But it may be time for me to eat my delicious Mars-doughnut words, as the little rock’s fifteen minutes of fame don’t seem to be ending any time soon.

In breaking news from the Space Investigation Squad (not a real thing, but it obviously should be, it would kill on Starz,) scientists are now saying that Pinnacle Island has far more magnesium, sulfur, and manganese than any rock they’ve studied before on Mars.

In fact, Pinnacle Island has twice the level of manganese of anything previously analyzed on the planet.

Says Squyres, “Mars just keeps throwing new stuff at us.” And no, alien abductees and UFO enthusiasts, he does not mean literally.

However, a press release last Thursday by the Foundation For Applied Molecular Evolution last Thursday is forcing me to cut earthlings some slack for their insistence on the existence of Martians.

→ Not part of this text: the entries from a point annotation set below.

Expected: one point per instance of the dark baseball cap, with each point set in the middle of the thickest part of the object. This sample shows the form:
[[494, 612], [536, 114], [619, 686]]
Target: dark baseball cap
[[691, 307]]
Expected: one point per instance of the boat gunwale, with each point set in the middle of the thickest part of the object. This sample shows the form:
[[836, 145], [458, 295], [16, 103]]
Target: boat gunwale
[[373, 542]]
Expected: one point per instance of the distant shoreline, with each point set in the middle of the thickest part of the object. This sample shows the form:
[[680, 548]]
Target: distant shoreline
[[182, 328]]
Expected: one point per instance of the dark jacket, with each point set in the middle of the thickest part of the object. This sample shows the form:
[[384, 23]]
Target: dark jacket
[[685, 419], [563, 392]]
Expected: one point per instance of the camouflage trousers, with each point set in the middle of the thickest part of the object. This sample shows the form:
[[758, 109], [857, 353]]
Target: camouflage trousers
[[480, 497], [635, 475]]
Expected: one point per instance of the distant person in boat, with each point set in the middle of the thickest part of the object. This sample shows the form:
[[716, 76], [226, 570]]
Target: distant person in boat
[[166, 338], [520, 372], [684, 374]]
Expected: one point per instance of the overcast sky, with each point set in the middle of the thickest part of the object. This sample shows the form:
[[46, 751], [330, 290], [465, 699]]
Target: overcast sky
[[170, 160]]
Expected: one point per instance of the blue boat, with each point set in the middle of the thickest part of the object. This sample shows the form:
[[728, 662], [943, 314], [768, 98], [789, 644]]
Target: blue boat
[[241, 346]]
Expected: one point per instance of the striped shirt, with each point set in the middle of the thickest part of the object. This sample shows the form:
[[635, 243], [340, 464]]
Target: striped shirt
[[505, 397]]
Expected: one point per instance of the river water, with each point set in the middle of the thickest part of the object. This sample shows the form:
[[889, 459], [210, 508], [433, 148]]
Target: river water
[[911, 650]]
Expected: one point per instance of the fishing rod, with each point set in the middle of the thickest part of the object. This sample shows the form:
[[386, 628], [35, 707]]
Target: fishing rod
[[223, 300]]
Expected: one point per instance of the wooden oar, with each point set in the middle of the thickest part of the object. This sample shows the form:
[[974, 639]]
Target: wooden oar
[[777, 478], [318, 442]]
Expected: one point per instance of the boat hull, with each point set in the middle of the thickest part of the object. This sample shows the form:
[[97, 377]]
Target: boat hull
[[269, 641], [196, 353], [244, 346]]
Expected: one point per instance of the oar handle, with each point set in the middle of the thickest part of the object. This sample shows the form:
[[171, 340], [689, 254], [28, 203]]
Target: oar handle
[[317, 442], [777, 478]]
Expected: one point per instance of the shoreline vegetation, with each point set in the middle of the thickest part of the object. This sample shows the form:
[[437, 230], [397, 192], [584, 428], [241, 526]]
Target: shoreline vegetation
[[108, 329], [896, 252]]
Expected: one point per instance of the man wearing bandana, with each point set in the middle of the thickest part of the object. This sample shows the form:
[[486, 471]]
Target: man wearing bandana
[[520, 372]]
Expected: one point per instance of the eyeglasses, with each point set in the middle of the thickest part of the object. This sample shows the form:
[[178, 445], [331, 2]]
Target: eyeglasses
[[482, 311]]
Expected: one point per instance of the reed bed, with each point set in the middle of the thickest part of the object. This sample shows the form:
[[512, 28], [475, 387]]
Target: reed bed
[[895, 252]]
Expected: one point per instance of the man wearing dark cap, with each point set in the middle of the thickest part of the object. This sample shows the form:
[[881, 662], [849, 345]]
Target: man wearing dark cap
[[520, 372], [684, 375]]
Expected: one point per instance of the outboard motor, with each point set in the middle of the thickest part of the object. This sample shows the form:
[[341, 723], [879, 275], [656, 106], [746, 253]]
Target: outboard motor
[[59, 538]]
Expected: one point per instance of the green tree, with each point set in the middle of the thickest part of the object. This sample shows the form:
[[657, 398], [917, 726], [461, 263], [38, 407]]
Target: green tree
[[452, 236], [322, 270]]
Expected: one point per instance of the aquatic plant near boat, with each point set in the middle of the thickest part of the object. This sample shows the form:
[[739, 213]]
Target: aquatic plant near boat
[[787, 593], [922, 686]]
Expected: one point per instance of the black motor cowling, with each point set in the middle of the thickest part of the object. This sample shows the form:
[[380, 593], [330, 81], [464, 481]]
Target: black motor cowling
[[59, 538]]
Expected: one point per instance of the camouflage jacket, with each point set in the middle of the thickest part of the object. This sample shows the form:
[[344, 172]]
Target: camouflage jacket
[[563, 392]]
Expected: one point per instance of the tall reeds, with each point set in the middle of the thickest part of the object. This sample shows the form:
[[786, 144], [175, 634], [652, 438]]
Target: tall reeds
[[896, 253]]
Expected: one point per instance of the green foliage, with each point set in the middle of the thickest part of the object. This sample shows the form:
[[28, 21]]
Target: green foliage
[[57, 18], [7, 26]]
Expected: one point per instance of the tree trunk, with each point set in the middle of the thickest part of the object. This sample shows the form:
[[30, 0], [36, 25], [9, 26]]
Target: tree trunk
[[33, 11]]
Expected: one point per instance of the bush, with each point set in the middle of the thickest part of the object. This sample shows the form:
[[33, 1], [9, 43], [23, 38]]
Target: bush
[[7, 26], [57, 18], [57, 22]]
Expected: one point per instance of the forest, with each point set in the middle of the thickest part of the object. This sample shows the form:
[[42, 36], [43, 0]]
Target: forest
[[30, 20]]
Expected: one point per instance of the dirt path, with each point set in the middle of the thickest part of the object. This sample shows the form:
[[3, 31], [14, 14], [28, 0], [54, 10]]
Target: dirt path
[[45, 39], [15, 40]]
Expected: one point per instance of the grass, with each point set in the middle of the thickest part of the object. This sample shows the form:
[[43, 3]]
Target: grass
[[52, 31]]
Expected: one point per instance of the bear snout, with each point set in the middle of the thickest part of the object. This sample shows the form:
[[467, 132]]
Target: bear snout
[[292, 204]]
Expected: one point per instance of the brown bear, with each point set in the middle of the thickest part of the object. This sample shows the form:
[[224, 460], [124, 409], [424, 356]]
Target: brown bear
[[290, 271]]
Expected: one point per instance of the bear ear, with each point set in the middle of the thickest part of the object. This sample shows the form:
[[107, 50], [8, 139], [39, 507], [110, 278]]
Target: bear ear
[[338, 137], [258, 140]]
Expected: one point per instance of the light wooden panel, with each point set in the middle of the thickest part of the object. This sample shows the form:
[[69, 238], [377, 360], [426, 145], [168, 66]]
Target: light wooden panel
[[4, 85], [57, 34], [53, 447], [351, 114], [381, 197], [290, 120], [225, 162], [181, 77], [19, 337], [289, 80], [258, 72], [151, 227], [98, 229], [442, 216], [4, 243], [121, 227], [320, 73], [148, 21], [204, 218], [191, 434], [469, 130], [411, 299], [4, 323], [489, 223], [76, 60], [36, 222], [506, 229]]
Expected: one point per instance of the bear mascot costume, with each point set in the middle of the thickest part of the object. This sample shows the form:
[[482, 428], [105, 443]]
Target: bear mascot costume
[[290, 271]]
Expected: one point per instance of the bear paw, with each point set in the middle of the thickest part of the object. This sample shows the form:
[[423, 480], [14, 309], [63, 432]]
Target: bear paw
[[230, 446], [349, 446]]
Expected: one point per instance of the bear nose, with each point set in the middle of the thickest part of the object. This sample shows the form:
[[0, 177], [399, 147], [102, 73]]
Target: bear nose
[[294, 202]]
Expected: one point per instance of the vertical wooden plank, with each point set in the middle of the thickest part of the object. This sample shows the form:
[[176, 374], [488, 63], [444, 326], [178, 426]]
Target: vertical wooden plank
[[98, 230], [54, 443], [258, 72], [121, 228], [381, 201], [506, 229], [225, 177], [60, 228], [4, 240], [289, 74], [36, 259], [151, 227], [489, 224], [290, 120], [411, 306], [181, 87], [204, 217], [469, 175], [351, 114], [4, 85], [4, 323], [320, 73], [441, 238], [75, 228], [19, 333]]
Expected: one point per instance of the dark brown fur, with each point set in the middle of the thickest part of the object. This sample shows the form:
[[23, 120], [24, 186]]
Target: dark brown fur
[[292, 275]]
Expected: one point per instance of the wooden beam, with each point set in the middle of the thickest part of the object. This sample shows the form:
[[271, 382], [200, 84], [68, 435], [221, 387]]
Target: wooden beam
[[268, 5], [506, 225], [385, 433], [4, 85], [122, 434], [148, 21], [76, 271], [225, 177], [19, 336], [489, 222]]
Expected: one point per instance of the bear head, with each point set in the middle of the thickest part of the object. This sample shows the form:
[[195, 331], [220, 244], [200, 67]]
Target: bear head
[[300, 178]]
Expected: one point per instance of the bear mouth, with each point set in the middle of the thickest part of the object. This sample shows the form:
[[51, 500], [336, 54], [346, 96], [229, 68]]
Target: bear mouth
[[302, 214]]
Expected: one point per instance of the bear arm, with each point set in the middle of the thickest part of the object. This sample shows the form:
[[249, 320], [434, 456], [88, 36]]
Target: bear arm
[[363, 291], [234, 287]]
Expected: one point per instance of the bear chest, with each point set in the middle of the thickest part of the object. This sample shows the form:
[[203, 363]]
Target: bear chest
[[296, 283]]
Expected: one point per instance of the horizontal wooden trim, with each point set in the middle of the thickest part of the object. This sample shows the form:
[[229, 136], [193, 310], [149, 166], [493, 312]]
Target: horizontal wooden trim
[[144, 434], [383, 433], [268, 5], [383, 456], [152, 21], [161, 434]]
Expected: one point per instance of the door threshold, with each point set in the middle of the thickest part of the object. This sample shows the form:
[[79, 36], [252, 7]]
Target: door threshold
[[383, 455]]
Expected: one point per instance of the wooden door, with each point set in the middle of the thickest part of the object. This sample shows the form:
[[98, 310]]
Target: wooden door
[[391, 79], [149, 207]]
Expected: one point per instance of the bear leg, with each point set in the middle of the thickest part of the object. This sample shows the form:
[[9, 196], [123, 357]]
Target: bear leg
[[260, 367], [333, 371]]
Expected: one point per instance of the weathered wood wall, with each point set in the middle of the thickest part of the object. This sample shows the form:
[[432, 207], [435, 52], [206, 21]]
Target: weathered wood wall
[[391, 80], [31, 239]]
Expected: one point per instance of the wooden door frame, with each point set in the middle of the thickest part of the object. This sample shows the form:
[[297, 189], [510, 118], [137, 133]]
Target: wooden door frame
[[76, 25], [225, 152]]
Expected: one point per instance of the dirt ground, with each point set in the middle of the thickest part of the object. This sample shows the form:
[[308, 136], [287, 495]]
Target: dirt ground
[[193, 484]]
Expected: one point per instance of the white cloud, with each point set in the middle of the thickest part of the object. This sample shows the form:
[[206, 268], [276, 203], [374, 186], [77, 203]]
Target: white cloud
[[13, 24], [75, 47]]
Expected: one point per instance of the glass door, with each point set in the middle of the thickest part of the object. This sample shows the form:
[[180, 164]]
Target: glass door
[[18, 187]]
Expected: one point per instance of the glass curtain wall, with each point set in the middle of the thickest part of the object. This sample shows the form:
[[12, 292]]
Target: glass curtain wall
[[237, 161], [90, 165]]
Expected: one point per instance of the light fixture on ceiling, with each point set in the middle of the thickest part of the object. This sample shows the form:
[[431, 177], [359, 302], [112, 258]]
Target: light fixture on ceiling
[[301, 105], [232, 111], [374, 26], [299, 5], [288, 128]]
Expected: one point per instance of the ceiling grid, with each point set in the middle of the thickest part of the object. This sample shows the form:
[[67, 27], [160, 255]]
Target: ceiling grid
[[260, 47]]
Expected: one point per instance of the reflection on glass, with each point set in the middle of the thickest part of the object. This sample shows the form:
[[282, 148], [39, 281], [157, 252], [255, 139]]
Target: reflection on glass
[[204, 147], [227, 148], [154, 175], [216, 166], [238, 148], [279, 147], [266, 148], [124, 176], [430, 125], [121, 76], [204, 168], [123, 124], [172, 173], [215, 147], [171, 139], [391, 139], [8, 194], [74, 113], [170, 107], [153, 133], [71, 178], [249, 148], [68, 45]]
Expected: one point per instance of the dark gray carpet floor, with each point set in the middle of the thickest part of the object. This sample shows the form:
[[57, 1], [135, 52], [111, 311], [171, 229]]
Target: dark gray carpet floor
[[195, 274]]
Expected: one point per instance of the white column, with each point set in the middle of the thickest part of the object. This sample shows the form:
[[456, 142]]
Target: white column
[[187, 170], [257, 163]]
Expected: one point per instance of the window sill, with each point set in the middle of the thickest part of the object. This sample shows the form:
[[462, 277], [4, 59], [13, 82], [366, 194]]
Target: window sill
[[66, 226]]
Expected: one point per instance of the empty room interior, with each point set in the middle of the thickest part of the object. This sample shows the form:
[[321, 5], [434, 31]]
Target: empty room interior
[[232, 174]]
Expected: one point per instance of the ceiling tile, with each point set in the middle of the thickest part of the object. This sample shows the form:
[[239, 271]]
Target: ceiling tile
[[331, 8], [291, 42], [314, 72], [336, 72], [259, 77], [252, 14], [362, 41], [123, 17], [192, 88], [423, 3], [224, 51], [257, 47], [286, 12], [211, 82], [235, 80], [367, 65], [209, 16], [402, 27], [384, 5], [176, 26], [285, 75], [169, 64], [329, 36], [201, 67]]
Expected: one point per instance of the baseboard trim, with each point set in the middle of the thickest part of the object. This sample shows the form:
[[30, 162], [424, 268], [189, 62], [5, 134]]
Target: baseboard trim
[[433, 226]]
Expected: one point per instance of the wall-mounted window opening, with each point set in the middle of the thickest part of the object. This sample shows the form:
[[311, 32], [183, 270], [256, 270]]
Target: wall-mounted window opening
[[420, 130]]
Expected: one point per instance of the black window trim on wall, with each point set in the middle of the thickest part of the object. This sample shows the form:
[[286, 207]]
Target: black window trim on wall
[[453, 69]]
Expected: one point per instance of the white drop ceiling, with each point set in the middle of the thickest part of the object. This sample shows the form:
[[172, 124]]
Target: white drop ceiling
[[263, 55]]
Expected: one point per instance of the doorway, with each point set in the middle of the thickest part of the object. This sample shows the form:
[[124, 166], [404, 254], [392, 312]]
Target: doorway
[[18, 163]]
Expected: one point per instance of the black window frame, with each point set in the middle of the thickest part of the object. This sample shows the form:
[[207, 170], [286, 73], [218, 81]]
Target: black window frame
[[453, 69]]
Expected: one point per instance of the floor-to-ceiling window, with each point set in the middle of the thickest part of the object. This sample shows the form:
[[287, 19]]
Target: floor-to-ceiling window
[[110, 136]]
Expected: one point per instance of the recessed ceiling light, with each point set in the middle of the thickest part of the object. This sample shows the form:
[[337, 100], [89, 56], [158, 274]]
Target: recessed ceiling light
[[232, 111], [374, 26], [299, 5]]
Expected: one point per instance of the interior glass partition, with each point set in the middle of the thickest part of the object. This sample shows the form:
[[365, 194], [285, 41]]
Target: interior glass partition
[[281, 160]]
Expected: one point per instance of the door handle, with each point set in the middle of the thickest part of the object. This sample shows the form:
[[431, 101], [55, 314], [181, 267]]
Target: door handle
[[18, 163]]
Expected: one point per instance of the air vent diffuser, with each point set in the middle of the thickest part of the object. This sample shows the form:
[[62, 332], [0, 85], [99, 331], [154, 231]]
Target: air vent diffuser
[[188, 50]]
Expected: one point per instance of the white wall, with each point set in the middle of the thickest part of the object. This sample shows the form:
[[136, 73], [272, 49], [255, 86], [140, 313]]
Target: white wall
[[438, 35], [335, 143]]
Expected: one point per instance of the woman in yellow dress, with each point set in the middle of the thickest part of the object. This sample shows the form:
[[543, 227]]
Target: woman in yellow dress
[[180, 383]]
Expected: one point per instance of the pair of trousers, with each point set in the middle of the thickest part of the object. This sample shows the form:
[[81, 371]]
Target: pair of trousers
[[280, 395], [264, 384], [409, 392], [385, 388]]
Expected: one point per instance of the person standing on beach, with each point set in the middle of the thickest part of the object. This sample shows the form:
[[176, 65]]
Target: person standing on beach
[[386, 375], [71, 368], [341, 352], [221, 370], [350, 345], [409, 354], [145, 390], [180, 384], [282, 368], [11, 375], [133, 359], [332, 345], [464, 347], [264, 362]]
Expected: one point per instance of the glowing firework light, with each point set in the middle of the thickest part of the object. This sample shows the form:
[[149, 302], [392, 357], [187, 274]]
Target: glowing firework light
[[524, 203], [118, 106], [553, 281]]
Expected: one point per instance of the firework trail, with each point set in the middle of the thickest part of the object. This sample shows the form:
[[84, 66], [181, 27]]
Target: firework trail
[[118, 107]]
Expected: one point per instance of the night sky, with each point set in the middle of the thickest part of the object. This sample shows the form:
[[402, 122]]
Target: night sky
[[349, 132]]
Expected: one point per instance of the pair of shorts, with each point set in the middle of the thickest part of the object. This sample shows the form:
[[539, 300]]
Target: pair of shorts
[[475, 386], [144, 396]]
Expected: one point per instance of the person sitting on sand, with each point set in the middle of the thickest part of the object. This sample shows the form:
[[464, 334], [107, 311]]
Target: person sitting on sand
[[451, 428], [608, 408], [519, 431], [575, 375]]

The Foundation hypothesizes that life in the universe originated on Mars and arrived on Earth via a meteorite.

Says chemist Steven Benners, “The evidence seems to be building that we are actually all Martians; that life started on Mars and came back to Earth on a rock.”

Benners theorizes that the chemical elements necessary to create life in the universe were first present on Mars, and that the conditions necessary to create life “may still exist” on the red planet.

So, science is telling me that we’re all martians, there may be more martians on Mars, and a jelly doughnut with an unprecedented chemical composition suddenly appeared in front of our rover. As much as I dislike sensationalizing the Pinnacle Island story, I think it’s understandable for us all to get excited now. Mars has more in store for us yet. Even if it’s just more weird rocks.